Dominasi komponen konsumsi rumah tangga erat kaitannya dengan jumlah penduduk. Artinya, seiring dengan bertambahnya jumlah penduduk di suatu daerah, maka akan berdampak pada kenaikan komponen konsumsi rumah tangga. Di Aceh sendiri masih dibayangi oleh kegiatan ekonomi warung kopi. Tidak bisa dipungkiri bahwa warung kopi cukup besar sumbangannya dalam perekonomian Aceh. Jika suatu saat budaya duduk di warung kopi ini hilang, maka bisa dipastikan perekonomian Aceh akan mengalami goncangan yang cukup besar.

Di samping itu, suatu daerah memiliki titik jenuh penyediaan pangan dan papan bagi penduduknya, sehingga pemerintah terpaksa mengimpornya. Kebijakan ini diambil akibat dari kelebihan jumlah penduduk yang membuat Aceh suatu saat tidak mampu menyediakan pangan dari hasil buminya sendiri. Seperti kita ketahui, impor hanya akan berdampak pada berkurangnya uang beredar yang ada di Aceh.
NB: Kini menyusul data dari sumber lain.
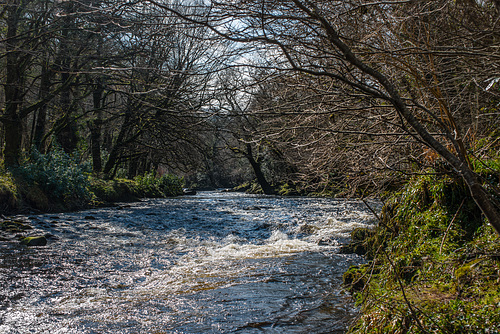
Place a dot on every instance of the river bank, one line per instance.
(434, 264)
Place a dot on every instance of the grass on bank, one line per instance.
(59, 182)
(434, 263)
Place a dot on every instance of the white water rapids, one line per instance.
(210, 263)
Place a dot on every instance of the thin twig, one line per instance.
(449, 226)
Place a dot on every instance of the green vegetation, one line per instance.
(434, 263)
(58, 181)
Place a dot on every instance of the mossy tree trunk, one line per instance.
(14, 84)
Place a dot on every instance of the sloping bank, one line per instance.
(59, 182)
(434, 264)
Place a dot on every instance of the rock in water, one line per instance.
(34, 241)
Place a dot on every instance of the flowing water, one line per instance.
(210, 263)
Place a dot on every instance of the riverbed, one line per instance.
(215, 262)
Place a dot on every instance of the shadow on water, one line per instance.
(210, 263)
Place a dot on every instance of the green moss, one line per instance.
(436, 261)
(10, 198)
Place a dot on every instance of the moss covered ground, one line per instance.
(434, 264)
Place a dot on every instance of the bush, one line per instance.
(434, 265)
(170, 185)
(166, 186)
(60, 176)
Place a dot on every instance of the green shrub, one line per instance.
(60, 176)
(165, 186)
(435, 264)
(170, 185)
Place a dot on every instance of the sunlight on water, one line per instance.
(212, 263)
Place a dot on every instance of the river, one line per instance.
(210, 263)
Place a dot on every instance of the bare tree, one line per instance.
(358, 44)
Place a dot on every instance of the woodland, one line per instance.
(398, 100)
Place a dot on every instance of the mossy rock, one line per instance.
(14, 226)
(37, 198)
(360, 242)
(34, 241)
(9, 196)
(355, 278)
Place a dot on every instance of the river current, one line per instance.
(210, 263)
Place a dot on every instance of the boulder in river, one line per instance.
(34, 241)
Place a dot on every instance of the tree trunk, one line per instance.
(41, 117)
(266, 187)
(487, 203)
(13, 131)
(95, 128)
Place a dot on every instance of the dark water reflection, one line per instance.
(211, 263)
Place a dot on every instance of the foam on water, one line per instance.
(212, 263)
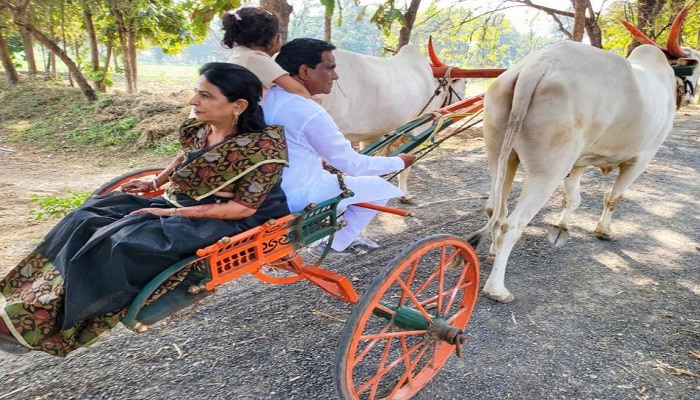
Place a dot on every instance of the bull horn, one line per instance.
(434, 60)
(673, 44)
(639, 35)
Ini tentunya berpengaruh pula pada aktivitas ekonomi di Aceh yang pada akhirnya akan menghambat pertumbuhan ekonomi di masa yang akan datang.
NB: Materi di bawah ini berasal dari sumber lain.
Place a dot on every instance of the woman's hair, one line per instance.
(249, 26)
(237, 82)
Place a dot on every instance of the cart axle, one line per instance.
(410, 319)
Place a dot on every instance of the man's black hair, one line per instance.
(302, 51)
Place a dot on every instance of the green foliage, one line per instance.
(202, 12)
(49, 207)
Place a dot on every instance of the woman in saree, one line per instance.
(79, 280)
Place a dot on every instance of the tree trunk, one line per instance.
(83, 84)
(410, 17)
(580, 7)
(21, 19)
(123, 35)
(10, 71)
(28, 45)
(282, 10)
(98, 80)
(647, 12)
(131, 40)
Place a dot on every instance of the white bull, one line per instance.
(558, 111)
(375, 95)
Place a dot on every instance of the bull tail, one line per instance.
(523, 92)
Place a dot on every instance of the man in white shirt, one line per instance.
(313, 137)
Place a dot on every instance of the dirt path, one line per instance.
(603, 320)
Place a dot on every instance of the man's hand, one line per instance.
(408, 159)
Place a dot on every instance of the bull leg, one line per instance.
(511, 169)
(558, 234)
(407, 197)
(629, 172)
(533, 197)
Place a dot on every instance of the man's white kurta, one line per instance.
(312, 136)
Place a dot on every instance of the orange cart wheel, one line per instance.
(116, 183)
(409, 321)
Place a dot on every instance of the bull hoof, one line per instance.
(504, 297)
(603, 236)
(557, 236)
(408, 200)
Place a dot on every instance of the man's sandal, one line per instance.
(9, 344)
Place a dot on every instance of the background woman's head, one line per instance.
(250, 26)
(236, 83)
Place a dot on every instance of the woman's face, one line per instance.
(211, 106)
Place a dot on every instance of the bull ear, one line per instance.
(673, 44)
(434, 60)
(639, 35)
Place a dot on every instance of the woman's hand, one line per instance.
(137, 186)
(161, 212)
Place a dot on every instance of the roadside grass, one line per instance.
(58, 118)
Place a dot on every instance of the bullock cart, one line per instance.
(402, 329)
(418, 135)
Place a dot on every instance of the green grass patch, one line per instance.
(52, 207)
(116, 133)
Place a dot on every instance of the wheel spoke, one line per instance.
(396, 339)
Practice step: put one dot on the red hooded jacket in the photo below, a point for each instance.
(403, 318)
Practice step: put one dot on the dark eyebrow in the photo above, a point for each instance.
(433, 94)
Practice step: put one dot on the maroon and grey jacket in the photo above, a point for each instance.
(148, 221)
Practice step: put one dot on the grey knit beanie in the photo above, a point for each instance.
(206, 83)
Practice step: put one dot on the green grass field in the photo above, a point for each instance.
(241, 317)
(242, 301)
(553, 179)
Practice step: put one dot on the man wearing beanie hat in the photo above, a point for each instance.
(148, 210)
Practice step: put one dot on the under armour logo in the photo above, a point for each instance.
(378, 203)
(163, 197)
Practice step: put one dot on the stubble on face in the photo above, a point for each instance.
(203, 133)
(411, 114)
Penyumbang terbesar kedua perekonomian Aceh adalah komponen konsumsi pemerintah. Suatu perekonomian juga dikatakan tidak sehat jika komponen konsumsi pemerintah terlalu besar persentasenya. Saat ini posisi komponen konsumsi pemerintah sebesar 24 persen dari total perekonomian Aceh. Sebagai tambahan informasi, konsumsi pemerintah didapatkan dari belanja pegawai (upah dan gaji), belanja sosial dan belanja barang dan jasa.

Keadaan ini mengingatkan kita pada masalah belanja pegawai kebanyakan pemerintah kabupaten/kota di Indonesia yang hampir mencapai separoh dari APBK, bahkan lebih. Maka jika diasumsikan belanja pegawai Pemerintah Aceh mencapai separoh dari APBA, bisa kita simpulkan bahwa minimal 12% atau lebih, perekonomian Aceh dikuasai oleh pegawai pemerintah atau PNS.

Sektor Industri Aceh

Pemerintah Aceh harus melaksanakan program yang produktif seperti pembangunan industri. Dana APBA jangan hanya digunakan untuk pembangunan jalan, karna banyak wilayah di Aceh jalannya memang layak untuk dipakai. Jika hanya jalan yang diperbaiki setiap tahunnya ekonomi Aceh lambat untuk berkembang atau memadai. Hanya dalam jangka waktu 2-5 bulan jalan yang sudah diperbaiki akan rusak kembali. logikanya tidak ada keuntungan dalam hal itu. Akan tetapi jika dana itu dilakukan untuk pembangunan yang bersifat produktif mungkin akan memperoleh keuntungan setiap tahunnya dan bisa digunakan bagi seluruh rakyat Aceh.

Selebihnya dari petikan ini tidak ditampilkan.